Mais, désormais, l’heure est à la prudence. Car les investissements consentis se traduisent forcément dans les comptes des entreprises: à titre d’exemple, la progression des charges liées aux ventes et à la distribution s’est élevée à 7% pour la période avril-septembre 2008 (par rapport à 2007) contre une hausse de 4% des frais liés au back-office et de 3% pour la communication au sein du groupe Richemont. Mais, avertit Alan Grieve, porte-parole de cette multinationale du luxe, les ouvertures de boutiques seront limitées à des cas exceptionnels ou aux villes où les affaires se développent encore.
Genève attractive. Genève reste encore sur la liste, en cette fin d’année: Fauchon s’apprête à ouvrir boutique rue du Rhône, après avoir payé un pas de porte de «moins de 1 million de francs pour une arcade de 80 m2», selon Thierry Uldry, son franchisé pour la Suisse. La marque MontBlanc et l’horloger Hublot se préparent aussi à avoir pignon sur rue au bout du Léman.
De grosses transactions ont encore récemment eu lieu, à l’exemple de deux spectaculaires opérations qui se sont déroulées cette année à Genève: en avril, la maison Chanel SA rachetait pour 63,2 millions de francs le 43, rue du Rhône, arcade occupée par une autre marque prestigieuse, Hermès. A son tour, cette dernière se payait pour 68 millions de francs un immeuble voisin, le 39, rue du Rhône, qui abrite notamment le magasin de joaillerie et haute horlogerie Les Ambassadeurs.
Des opérations qui s’expliquent aisément: «Nous ne pouvions pas courir le risque de ne plus être présents à Genève», résume Alfred Schumacher, responsable d’Hermès Immobilier. Malgré la crise, ces grandes marques profitent donc d’avancer de quelques cases dans le jeu du Monopoly. Cette logique patrimoniale permet d’assurer la présence de la boutique, en arcade, mais aussi d’occuper le sous-sol ou les étages supérieurs et, surtout, de contrôler les charges, en particulier les loyers. En étant à la fois locataire et propriétaire, ces deux marques adoptent aujourd’hui une stratégie intelligente, en bénéficiant, qui plus est, d’une période de taux bas.
Le plus puissant commande. Autre tendance de fonds décelée par les professionnels de l’immobilier: autrefois, les arcades se louaient pour une période de dix ans, ce qui permettait aux commerçants de rentabiliser leurs investissements sur une longue période. Actuellement, les transactions varient de cas en cas: entre propriétaires d’immeubles commerciaux et commerçants, un véritable rapport de force s’est instauré. Le plus puissant commande.

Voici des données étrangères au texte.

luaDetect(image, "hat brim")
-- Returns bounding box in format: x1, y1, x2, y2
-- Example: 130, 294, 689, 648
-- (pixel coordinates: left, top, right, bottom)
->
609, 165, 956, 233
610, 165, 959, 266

Le régisseur qui héberge une marque connue doit accepter les conditions de son locataire; en revanche, le commerçant de fraîche date, non adossé à un groupe important, peut se voir imposer un bail d’une durée d’une seule année.

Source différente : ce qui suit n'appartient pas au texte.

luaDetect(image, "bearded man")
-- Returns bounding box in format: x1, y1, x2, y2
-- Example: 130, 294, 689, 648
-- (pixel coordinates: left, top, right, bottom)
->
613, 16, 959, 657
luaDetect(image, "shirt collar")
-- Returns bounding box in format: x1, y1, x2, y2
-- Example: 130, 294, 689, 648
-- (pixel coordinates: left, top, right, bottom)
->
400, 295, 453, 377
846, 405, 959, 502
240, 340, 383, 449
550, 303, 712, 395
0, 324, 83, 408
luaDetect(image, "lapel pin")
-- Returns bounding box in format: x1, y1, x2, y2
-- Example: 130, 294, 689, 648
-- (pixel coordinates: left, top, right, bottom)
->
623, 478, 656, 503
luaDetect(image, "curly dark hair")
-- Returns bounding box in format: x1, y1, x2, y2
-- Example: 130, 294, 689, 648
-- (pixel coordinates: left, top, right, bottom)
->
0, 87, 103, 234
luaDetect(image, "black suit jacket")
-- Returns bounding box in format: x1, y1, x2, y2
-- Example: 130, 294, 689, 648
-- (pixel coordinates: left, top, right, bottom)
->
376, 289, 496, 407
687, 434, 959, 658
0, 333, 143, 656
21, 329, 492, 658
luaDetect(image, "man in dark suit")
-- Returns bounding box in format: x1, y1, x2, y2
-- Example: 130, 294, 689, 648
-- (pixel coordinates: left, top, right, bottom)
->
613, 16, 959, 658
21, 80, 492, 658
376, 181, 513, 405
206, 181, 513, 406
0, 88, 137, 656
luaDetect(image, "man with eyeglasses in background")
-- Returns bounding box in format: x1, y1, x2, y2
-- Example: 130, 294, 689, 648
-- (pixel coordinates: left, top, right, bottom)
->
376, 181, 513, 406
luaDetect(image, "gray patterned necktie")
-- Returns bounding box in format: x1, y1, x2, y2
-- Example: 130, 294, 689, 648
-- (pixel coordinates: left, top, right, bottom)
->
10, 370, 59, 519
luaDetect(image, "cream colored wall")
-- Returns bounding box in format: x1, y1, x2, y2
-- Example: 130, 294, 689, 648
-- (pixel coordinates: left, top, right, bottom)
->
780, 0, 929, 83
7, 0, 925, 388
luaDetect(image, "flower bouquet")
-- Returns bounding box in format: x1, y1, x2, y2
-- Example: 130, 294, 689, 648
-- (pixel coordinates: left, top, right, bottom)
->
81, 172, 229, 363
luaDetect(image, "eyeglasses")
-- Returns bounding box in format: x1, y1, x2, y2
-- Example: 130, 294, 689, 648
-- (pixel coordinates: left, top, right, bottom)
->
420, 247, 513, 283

Enfin, les fonds immobiliers, qui récoltent une épargne dégoûtée par les autres marchés boursiers, cherchent toujours à racheter des immeubles de rapport. «Ces grandes marques peuvent alors vendre leur bien immobilier à des fonds comme le nôtre, qui deviennent alors leur bailleur», résume Bertrand de Sénépart, dirigeant du groupe Procimmo SA, un fonds spécialisé dans l’immobilier commercial qui vient d’entrer en Bourse. Dans ces temps de déprime économique, l’immobilier tire son épingle du jeu, notamment grâce aux géants du luxe. Comme les diamants, la pierre n’est-elle pas éternelle?